1. This form is required by Rule 12b-25 (17 CFR 240.12b-25) of the General
   Rules and Regulations under the Securities Exchange Act of 1934.

2. One signed original and four conformed copies of this form and amendments
   thereto must be completed and filed with the Securities and Exchange
   Commission, Washington, D.C. 20549, in accordance with Rule O-3 of the
   General Rules and Regulations under the Act. The information contained in
   or filed with the form will be made a matter of public record in the
   Commission files.

3. A manually signed copy of the form and amendments thereto shall be filed
   with each national securities exchange on which any class of securities of
   the registrant is registered.

4. Amendments to the notifications must also be filed on form 12b-25 but need
   not restate information that has been correctly furnished. The form shall
   be clearly identified as an amended notification.

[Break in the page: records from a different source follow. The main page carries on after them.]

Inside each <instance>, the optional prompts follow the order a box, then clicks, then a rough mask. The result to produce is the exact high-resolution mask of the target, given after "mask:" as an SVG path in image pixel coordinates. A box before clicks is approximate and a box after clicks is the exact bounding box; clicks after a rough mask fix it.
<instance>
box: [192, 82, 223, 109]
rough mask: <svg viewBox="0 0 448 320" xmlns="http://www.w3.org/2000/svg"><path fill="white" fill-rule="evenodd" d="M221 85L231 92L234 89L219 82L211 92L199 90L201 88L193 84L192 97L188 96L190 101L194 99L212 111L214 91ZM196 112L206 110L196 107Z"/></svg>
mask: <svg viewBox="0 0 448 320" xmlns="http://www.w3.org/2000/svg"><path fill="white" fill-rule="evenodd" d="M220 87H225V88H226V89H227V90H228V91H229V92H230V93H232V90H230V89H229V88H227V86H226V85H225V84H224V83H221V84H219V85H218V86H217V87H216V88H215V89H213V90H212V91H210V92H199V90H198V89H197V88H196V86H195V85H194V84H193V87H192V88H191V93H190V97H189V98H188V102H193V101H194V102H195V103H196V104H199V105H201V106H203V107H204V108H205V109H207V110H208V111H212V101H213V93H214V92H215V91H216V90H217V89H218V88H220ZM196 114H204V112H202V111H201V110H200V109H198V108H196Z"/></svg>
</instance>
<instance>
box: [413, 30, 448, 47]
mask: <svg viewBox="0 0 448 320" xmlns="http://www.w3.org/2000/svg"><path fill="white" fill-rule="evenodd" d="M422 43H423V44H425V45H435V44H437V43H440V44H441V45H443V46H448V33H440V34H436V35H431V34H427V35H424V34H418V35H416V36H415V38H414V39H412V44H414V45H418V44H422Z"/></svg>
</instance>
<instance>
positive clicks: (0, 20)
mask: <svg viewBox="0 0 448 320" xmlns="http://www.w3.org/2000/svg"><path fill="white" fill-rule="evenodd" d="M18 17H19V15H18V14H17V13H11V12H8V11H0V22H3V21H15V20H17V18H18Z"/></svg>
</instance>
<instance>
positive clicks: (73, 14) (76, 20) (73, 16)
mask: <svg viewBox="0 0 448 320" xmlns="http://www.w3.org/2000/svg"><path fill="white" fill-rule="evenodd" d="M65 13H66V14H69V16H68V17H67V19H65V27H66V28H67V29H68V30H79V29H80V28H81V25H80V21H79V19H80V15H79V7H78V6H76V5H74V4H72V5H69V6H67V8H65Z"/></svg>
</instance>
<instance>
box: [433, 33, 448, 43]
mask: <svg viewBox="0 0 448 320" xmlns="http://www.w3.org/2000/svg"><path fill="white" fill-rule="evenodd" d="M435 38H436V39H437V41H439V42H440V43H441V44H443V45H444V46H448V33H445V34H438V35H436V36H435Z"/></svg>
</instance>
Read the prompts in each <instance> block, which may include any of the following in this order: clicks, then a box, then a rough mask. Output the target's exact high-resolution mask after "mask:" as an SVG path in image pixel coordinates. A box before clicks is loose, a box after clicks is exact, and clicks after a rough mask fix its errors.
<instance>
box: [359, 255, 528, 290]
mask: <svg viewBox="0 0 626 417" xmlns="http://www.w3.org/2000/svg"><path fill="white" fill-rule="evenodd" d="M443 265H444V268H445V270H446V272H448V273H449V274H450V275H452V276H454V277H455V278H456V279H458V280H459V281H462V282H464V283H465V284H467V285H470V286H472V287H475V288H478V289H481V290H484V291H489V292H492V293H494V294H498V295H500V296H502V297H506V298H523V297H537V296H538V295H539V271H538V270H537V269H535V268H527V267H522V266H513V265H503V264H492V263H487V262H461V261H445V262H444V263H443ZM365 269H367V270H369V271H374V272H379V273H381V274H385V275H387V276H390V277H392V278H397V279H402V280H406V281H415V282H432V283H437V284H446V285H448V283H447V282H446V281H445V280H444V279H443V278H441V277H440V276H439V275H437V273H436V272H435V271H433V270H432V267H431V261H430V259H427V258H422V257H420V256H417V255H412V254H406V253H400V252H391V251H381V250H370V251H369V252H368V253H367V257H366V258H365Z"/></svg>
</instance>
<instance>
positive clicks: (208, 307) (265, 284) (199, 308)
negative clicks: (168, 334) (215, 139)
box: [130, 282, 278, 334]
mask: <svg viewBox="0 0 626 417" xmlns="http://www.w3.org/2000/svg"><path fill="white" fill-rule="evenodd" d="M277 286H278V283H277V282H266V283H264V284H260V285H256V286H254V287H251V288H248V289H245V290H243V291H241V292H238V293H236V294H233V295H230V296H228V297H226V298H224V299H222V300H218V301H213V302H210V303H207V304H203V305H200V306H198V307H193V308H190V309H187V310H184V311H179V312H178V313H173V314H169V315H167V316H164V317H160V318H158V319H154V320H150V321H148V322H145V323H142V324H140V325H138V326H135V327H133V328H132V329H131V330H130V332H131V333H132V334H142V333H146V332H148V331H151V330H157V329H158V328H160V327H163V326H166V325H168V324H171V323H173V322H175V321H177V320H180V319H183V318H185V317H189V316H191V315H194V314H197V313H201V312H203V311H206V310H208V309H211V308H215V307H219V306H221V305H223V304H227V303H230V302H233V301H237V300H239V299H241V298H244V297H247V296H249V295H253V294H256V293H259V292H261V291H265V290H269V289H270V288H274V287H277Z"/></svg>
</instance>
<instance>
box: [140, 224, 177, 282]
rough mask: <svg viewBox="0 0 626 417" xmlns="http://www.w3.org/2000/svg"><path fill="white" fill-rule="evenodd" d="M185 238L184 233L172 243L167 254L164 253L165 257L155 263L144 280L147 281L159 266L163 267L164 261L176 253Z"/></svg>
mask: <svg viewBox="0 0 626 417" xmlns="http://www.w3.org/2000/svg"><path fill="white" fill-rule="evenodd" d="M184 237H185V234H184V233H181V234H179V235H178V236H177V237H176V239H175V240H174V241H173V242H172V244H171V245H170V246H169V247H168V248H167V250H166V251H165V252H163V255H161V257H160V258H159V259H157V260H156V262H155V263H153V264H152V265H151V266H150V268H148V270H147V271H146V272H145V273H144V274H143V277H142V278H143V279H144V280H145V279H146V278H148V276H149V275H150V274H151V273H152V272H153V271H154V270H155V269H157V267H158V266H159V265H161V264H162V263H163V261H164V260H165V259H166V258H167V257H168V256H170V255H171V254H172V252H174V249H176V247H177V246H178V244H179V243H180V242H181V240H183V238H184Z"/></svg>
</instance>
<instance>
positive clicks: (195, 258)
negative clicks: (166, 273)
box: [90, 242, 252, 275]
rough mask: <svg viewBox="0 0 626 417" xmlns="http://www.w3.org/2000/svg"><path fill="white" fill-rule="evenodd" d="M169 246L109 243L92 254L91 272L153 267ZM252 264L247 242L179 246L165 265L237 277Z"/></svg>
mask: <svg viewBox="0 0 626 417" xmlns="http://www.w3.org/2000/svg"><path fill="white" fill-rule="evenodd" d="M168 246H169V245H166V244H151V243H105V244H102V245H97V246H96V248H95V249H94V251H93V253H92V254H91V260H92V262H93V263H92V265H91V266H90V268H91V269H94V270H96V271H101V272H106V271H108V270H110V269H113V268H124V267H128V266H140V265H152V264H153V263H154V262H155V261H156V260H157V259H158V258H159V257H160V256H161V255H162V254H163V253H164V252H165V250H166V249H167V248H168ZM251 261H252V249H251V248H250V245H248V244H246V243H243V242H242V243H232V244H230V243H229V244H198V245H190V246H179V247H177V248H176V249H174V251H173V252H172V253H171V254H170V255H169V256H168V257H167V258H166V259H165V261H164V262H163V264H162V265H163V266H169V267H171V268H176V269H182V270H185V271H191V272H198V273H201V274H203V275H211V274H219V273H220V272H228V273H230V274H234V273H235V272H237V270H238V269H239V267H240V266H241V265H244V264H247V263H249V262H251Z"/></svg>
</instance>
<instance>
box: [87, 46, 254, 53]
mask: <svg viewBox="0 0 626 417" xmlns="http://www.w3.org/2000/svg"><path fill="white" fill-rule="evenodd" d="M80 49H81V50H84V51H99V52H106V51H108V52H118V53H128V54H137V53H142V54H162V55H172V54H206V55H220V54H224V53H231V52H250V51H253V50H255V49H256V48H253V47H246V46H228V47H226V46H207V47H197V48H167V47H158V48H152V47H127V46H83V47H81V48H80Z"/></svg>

5. ELECTRONIC FILERS. This form shall not be used by electronic filers unable
   to timely file a report solely due to electronic difficulties. Filers unable
   to submit a report within the time period prescribed due to difficulties in
   electronic filing should comply with either Rule 201 or Rule 202 of
   Regulation S-T (Section 232.201 or Section 232.202 of this chapter) or apply
   for an adjustment in filing date pursuant to Rule 13(b) of Regulation S-T
   (Section 232.13(b) of this chapter).